André Bègue a perdu la vie dans un crash d’hélicoptère, sa pierre tombale est située au col des Bœufs,
l’accès principal pour se rendre à La Nouvelle. 

Joël, le frère d’André Bègue a repris le flambeau familial après son accident. « Mon frère m’a transmis sa passion pour l’hélicoptère, assure-t-il. À sa mort, j’ai passé mon diplôme de pilote pour lui rendre hommage et perpétuer ce qu’il avait commencé à faire pour les Mafatais. C’est grâce à lui si Mafate se développe aujourd’hui. »

Un mode de vie unique 

Éloïse est Mafataise, comme la plupart des locaux. Tous sont Mafatais depuis plusieurs générations, ou par alliance. Ils vivent en quasi-autonomie. La plupart possèdent leurs propres élevages de poules, d’oies, de canards, de cochons… Ils disposent d’un potager, d’arbres fruitiers. Les Mafatais consomment très peu de produits transformés. Ils font acheminer des tonnes de riz et de grains, la base de leur alimentation. Pour dépanner, des petites épiceries, où les produits sont assez chers, sont présentes dans chaque îlet (voir encadré).
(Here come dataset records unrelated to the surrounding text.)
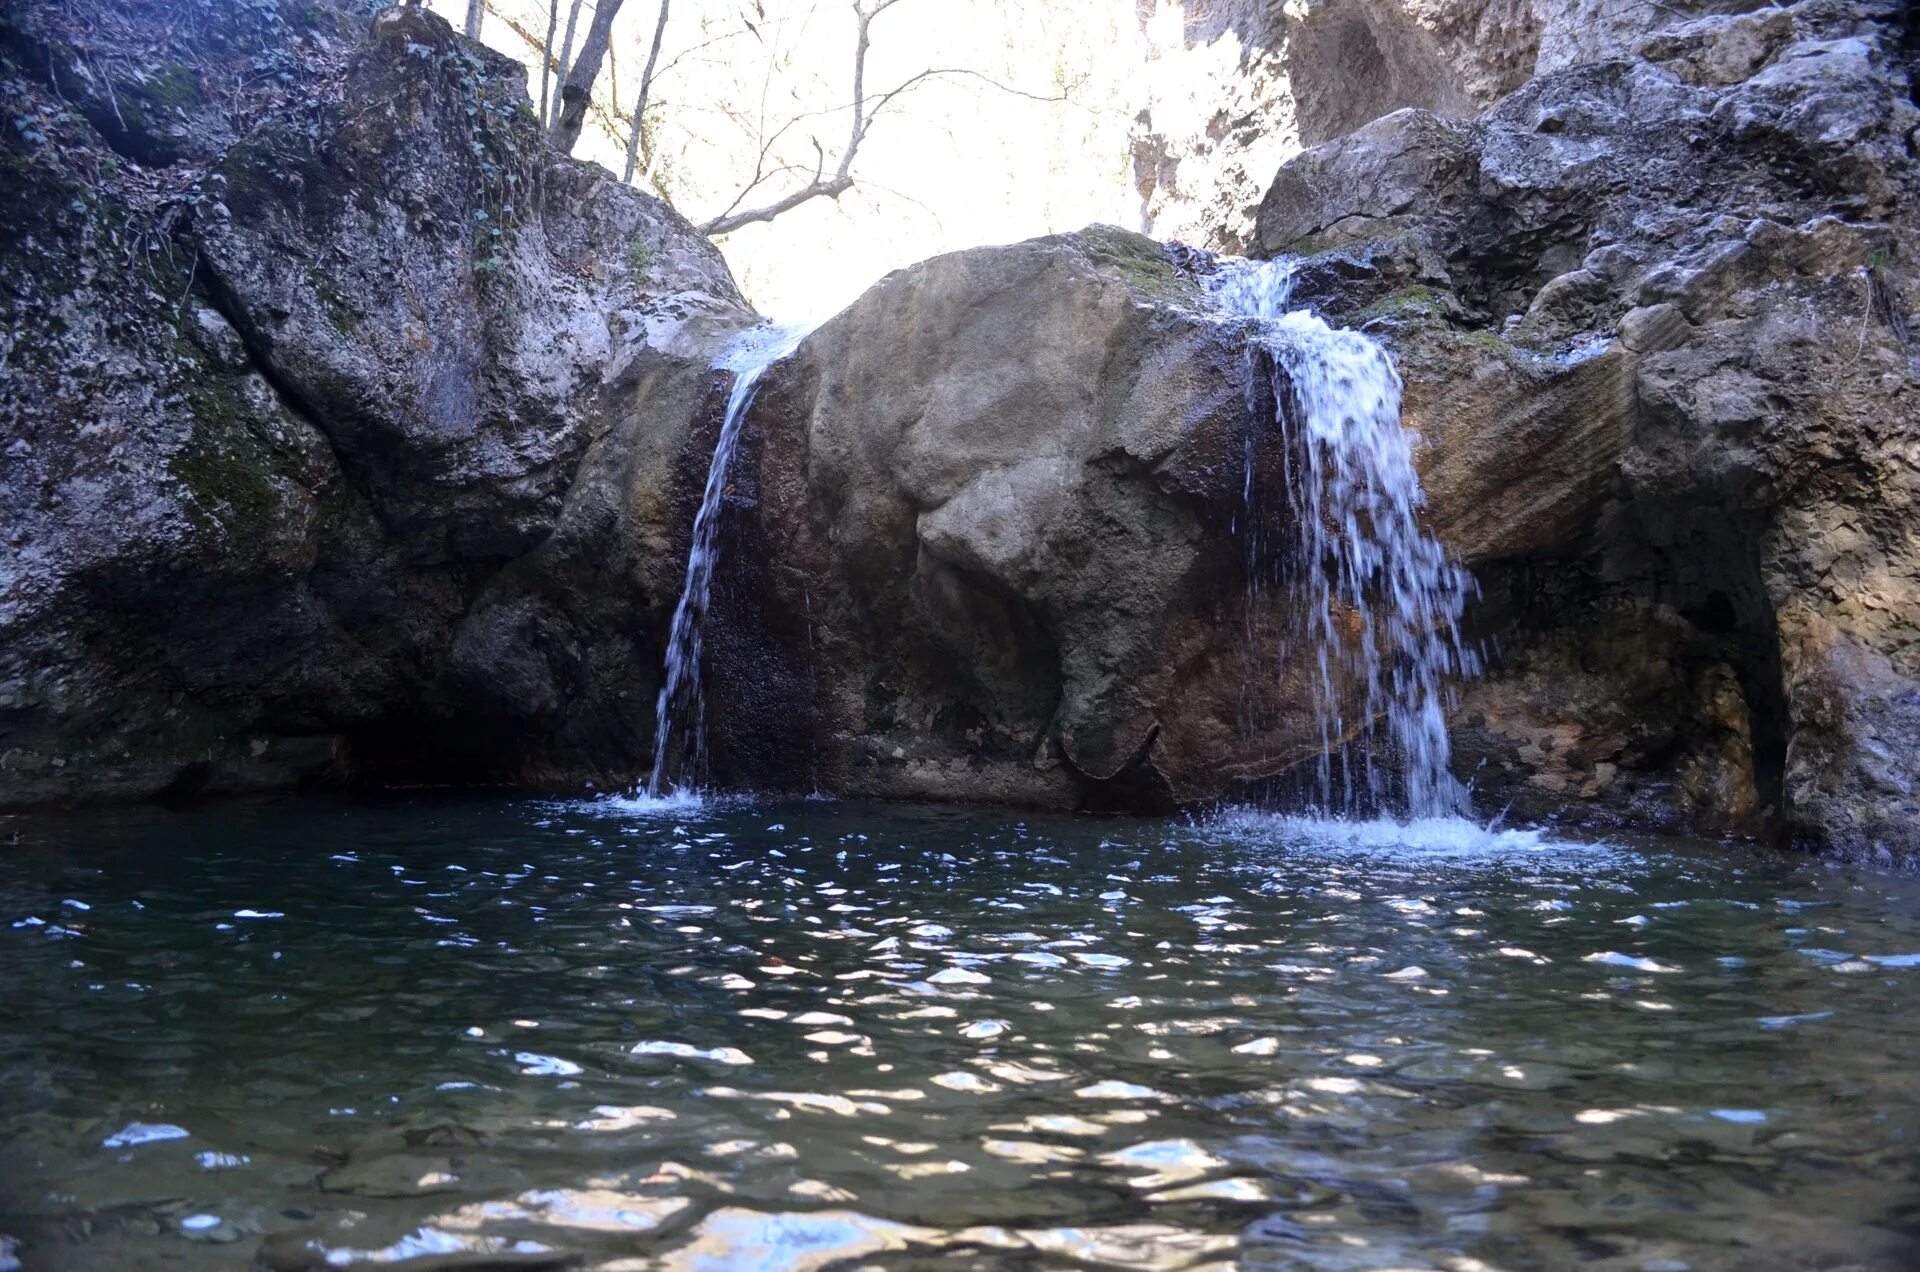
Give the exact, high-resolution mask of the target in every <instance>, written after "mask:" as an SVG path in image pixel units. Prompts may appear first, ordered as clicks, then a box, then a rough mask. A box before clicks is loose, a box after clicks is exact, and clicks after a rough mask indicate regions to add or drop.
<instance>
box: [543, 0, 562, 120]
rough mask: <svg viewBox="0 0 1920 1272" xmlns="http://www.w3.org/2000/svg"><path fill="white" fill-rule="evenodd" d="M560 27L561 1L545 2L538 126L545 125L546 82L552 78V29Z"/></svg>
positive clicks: (548, 0)
mask: <svg viewBox="0 0 1920 1272" xmlns="http://www.w3.org/2000/svg"><path fill="white" fill-rule="evenodd" d="M559 25H561V0H547V42H545V44H541V46H540V125H541V127H545V125H547V81H549V79H551V77H553V29H555V27H559Z"/></svg>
Certains habitants n’ont pas les moyens de se payer des services de ravitaillement. « Il faut parfois économiser pendant des mois », soulève Nathalie, gérante du gîte Yvon Gravina à La Nouvelle. La solidarité est alors très forte à Mafate : « On essaye de mutualiser les déplacements avec nos familles ou nos voisins, s’ils ont besoin de quelque chose, on n’hésite pas à leur rendre service, et inversement », ajoute-t-elle.
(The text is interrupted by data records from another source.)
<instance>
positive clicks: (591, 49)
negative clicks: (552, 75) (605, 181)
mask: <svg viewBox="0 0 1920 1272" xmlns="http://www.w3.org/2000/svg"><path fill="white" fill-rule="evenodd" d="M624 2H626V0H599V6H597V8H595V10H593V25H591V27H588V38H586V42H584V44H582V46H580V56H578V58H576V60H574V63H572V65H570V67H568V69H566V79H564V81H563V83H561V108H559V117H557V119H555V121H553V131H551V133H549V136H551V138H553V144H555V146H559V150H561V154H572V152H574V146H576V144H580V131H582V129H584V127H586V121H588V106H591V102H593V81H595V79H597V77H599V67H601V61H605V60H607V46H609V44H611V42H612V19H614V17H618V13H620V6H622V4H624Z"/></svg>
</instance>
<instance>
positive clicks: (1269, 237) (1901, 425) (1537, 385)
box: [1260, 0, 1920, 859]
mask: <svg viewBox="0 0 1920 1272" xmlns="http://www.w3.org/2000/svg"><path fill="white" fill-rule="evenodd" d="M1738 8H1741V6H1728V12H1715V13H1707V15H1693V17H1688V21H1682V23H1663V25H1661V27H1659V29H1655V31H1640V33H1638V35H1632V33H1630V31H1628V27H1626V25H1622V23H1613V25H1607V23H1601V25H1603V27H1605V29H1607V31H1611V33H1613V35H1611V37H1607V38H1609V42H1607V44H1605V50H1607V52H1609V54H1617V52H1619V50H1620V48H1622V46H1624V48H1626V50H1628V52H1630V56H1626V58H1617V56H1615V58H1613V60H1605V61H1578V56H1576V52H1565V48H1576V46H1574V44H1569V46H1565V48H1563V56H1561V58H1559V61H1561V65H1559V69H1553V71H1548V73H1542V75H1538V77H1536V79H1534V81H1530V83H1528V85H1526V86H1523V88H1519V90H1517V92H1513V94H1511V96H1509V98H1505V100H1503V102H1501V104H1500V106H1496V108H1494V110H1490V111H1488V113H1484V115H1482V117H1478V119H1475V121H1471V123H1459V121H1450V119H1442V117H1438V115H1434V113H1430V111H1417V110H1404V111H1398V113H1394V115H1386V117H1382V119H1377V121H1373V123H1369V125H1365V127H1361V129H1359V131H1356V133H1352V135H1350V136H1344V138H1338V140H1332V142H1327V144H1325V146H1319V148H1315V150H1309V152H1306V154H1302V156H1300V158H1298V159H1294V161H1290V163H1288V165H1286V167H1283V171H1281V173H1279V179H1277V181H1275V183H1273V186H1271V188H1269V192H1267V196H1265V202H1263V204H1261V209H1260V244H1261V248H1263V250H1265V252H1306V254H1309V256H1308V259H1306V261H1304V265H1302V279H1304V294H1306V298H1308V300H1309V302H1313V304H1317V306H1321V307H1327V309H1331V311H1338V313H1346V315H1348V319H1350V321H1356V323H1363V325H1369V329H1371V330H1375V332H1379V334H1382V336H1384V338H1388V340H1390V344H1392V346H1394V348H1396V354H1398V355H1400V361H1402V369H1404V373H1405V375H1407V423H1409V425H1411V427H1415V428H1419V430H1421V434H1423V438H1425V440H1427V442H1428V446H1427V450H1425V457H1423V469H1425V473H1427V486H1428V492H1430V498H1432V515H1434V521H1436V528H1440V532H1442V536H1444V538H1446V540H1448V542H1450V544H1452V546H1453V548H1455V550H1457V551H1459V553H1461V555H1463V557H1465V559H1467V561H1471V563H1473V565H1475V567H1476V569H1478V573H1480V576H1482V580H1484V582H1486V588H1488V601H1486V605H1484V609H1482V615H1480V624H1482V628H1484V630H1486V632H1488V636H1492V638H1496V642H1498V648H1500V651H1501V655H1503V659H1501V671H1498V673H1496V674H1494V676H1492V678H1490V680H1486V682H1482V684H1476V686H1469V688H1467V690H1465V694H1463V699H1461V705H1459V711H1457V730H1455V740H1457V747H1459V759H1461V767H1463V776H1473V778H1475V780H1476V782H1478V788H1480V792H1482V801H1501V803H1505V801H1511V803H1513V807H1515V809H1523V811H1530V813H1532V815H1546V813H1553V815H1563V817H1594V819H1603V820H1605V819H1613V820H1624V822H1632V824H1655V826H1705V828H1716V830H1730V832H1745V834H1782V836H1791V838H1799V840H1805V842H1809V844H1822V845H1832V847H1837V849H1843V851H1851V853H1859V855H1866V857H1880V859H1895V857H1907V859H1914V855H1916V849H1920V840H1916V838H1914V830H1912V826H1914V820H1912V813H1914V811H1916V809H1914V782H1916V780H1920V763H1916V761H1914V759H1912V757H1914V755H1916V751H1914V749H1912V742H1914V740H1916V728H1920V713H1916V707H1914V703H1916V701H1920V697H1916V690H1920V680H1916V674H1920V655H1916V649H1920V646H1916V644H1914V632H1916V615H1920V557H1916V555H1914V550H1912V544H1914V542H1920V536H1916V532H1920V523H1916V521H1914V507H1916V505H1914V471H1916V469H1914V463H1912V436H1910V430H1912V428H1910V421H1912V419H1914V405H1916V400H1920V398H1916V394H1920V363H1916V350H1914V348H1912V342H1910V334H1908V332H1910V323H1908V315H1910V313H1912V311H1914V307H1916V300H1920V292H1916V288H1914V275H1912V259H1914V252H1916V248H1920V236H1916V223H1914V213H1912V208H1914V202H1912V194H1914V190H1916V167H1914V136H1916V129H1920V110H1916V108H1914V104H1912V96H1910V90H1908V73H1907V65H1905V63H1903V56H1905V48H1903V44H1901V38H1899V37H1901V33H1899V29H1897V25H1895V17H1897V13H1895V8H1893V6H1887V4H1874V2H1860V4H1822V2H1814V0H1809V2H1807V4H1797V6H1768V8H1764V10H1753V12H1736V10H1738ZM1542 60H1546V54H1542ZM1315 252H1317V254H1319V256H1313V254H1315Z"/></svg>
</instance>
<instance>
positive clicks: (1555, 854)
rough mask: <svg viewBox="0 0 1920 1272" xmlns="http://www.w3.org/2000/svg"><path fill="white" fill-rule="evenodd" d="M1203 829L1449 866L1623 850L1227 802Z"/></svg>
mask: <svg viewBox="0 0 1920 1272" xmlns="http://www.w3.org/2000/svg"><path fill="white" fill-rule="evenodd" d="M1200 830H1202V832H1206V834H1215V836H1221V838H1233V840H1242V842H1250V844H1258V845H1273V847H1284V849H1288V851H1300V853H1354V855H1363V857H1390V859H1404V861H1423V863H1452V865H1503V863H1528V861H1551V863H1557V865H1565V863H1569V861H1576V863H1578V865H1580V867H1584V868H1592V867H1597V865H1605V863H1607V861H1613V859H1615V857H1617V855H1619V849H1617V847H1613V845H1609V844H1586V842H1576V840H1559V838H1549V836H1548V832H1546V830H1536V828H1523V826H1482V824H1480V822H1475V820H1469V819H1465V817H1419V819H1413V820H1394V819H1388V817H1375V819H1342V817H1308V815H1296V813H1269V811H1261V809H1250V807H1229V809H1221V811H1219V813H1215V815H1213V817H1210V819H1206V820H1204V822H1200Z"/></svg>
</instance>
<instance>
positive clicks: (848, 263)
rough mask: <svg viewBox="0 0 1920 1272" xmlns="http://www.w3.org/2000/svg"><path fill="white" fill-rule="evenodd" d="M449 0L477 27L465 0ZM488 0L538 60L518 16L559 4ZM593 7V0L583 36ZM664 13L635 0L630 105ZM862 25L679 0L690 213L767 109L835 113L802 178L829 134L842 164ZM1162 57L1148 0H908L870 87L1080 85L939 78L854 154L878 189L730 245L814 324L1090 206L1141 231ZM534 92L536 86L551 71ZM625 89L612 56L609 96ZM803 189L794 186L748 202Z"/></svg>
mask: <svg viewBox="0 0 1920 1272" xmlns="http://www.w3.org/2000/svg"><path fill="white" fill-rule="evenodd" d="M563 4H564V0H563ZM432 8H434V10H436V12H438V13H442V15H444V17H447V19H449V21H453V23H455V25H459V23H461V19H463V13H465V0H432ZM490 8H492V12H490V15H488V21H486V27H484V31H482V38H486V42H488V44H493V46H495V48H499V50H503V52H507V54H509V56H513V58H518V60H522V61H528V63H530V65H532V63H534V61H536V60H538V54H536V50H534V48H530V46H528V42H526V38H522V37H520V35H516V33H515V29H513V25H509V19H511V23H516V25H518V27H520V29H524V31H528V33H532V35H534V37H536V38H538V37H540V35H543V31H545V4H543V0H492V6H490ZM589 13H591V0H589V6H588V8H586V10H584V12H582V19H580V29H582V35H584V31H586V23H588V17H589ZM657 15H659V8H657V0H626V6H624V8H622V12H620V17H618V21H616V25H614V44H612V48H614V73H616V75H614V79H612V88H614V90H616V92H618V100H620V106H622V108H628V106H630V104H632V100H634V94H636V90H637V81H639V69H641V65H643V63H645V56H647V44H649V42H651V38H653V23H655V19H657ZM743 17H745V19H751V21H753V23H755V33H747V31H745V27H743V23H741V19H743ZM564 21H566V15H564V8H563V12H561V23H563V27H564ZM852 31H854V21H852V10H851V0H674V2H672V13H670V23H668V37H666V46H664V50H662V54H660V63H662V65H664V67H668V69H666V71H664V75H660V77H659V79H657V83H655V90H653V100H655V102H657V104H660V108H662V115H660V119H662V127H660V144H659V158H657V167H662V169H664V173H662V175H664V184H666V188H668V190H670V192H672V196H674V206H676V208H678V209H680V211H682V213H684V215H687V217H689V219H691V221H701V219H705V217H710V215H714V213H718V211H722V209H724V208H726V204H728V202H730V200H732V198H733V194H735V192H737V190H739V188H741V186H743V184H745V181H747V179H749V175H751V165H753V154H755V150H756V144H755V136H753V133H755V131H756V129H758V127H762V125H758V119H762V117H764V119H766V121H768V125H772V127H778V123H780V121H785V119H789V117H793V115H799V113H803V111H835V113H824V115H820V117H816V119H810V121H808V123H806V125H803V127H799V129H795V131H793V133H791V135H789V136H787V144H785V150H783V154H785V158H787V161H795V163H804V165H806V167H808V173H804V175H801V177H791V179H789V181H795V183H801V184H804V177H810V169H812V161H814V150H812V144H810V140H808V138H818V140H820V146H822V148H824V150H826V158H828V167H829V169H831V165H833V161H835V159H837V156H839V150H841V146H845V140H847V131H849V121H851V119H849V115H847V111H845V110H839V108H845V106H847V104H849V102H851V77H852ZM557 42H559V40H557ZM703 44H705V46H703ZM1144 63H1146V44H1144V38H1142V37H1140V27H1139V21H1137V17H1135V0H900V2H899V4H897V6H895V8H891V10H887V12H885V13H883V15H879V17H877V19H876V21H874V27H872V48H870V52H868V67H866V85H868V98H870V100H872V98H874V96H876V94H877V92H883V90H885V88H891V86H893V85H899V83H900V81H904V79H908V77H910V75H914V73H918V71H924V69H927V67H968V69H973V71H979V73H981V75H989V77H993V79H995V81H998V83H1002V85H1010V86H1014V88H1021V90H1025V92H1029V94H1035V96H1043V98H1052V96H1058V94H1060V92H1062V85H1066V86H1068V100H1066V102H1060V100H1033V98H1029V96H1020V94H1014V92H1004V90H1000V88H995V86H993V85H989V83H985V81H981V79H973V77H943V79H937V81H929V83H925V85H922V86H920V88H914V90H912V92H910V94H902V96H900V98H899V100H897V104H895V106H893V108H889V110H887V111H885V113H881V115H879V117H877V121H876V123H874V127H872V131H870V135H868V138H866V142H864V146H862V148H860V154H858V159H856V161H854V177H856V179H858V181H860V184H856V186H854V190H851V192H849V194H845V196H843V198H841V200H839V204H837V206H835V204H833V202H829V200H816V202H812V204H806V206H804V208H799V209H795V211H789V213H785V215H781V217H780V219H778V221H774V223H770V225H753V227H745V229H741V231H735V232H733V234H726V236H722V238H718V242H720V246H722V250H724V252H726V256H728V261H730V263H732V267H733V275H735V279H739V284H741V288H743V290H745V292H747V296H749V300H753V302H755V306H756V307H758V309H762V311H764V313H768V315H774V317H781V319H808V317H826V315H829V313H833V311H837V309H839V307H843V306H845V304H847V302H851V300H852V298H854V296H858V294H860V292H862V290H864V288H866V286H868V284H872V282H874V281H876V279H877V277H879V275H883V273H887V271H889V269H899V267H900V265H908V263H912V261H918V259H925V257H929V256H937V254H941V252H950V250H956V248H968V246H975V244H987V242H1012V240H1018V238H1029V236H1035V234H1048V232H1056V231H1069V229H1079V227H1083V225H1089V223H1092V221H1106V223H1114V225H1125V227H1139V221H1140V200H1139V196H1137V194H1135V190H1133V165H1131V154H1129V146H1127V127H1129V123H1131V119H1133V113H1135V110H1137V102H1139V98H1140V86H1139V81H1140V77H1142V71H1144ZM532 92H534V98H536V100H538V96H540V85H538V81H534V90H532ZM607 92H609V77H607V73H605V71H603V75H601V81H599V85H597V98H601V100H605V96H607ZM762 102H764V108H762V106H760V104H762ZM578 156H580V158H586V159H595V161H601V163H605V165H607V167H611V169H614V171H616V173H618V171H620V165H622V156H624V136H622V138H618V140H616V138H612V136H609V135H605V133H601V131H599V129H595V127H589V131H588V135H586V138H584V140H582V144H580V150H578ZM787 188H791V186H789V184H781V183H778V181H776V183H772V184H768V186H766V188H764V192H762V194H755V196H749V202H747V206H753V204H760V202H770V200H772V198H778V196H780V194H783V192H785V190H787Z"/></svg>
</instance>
Comme de nombreux Mafatais, le tourisme pédestre étant la seule source de revenus, Éloïse a créé son gîte touristique au milieu de cette nature démesurée pour pouvoir vivre et employer sa famille. « Tous les Mafatais sont soit gîteurs, travaillent pour l’ONF ou vivent du RSA. »

Le premier à avoir créé un gîte et une épicerie, il y a près de quarante ans, c’est « Ton Sylvain ». « J’ai commencé la “boutik” en vendant cinq litres de rhum, puis j’ai eu de plus en plus de produits jusqu’à devenir une épicerie », se souvient-il. Avant d’être gîteur, Sylvain allait vendre ses légumes sur le marché du Port. Il partait à quatre heures du matin à pied et revenait le soir après sa journée de travail. Et, à 81 ans, l’un des doyens de La Nouvelle affiche encore une agilité étonnante. Quand les sites de randonnée affichent de 2h30 à 3 heures pour monter les 6,2 km et 524 m de dénivelé jusqu’au col des Bœufs, lui grimpe en claquettes…en 1h30.
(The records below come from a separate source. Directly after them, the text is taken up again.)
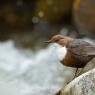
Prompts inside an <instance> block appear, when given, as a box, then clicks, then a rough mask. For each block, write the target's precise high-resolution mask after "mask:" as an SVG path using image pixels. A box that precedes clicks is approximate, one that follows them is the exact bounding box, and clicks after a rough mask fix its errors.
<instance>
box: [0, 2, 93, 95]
mask: <svg viewBox="0 0 95 95" xmlns="http://www.w3.org/2000/svg"><path fill="white" fill-rule="evenodd" d="M56 34H62V35H68V36H71V37H74V38H82V39H84V40H86V41H89V42H91V43H93V44H94V40H95V1H94V0H3V1H0V95H54V94H55V93H56V92H57V91H58V90H59V89H60V88H61V87H62V86H64V85H65V84H66V81H68V80H69V79H70V78H71V77H73V72H74V70H73V69H72V68H67V67H65V66H62V65H61V64H58V63H59V61H58V58H57V56H56V54H54V52H55V49H54V47H53V46H52V45H47V44H45V43H44V41H46V40H48V39H49V38H51V37H52V36H53V35H56ZM92 67H93V65H92Z"/></svg>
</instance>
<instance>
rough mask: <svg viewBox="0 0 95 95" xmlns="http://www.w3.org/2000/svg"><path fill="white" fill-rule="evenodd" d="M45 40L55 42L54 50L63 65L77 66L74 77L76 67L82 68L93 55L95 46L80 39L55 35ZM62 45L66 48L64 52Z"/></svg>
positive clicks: (74, 67)
mask: <svg viewBox="0 0 95 95" xmlns="http://www.w3.org/2000/svg"><path fill="white" fill-rule="evenodd" d="M45 42H47V43H56V46H57V48H56V52H57V55H58V57H59V60H60V62H61V63H62V64H63V65H65V66H68V67H74V68H77V69H76V72H75V76H74V78H75V77H76V74H77V71H78V68H84V67H85V65H86V64H87V63H88V62H89V61H90V60H92V59H93V58H94V57H95V46H94V45H92V44H90V43H88V42H86V41H83V40H82V39H75V38H71V37H68V36H63V35H55V36H53V37H52V38H51V39H50V40H49V41H45ZM64 46H65V47H66V48H67V51H66V52H65V54H64ZM82 70H83V69H82ZM82 70H81V72H82Z"/></svg>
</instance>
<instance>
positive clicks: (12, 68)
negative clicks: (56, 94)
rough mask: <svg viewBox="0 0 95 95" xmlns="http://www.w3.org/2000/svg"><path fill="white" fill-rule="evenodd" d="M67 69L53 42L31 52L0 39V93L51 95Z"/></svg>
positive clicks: (57, 89)
mask: <svg viewBox="0 0 95 95" xmlns="http://www.w3.org/2000/svg"><path fill="white" fill-rule="evenodd" d="M67 69H68V68H66V67H64V66H63V65H61V64H60V63H59V61H58V59H57V56H56V54H55V51H54V47H53V46H52V45H49V46H48V47H47V48H44V49H41V50H39V51H37V52H33V51H32V50H29V49H26V50H25V49H18V48H16V47H15V44H14V42H13V41H11V40H9V41H6V42H0V95H54V93H56V92H57V91H58V90H59V89H60V88H61V87H62V86H63V85H64V83H65V78H66V75H70V74H71V73H70V72H71V71H72V70H70V69H69V70H67Z"/></svg>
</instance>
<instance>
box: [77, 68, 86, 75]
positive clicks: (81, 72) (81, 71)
mask: <svg viewBox="0 0 95 95" xmlns="http://www.w3.org/2000/svg"><path fill="white" fill-rule="evenodd" d="M84 68H85V67H83V68H82V69H81V71H80V72H79V73H78V74H77V76H79V75H80V74H81V73H82V72H83V70H84Z"/></svg>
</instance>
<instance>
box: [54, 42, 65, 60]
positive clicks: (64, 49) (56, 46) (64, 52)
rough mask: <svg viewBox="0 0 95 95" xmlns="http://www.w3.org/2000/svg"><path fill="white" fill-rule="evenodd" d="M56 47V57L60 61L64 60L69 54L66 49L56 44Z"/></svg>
mask: <svg viewBox="0 0 95 95" xmlns="http://www.w3.org/2000/svg"><path fill="white" fill-rule="evenodd" d="M54 46H55V50H56V55H57V57H58V59H59V60H63V59H64V58H65V56H66V53H67V49H66V47H63V46H61V45H59V44H54Z"/></svg>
Sylvain passe ses journées entre son domicile et le restaurant du gîte qu’il a créé, dont son fils est désormais propriétaire.

Un bâton de marche en guise de canne à la main, Sylvain confie, dans un créole presque incompréhensible pour un « Zoreille* » : « Je ne suis jamais monté en hélicoptère, je continuerai de faire mes courses jusqu’à ce que je ne puisse plus ». « Il fallait avoir du courage », traduit Dominique, un Mafatais admiratif. Si l’octogénaire est réfractaire à l’hélicoptère, il préfère tout de même le Mafate d’aujourd’hui : « C’est beaucoup plus simple pour les jeunes, c’était très difficile avant ». 

Aux dernières lueurs du jour, les randonneurs, en s’étirant, échangent leurs expériences de la journée, lessivés par les dénivelés et les longues heures de marche. Les locaux, eux, traînent à l’épicerie du coin pour partager une Dodo, la bière locale. Mais sans jamais se mélanger. Le contraste entre les promeneurs suréquipés et les Mafatais, habillés d’un short, t-shirt et de sandales, est saisissant. 

Julia Castaing
Julia Castaing

Journaliste au pays des chocolatines / team @entendeznous, ex @lamontagne_fr @libe @lepharedere / formée à @esjpro / casse l’ambiance en soirée depuis 1995 🌻

* Zoreille : c’est le surnom donné aux métropolitains de La Réunion. Il existe deux théories quant à l’origine de cette appellation : l’une serait qu’ils doivent tendre l’oreille pour comprendre ce que disent les Réunionnais et l’autre serait que leurs oreilles rougissent au soleil.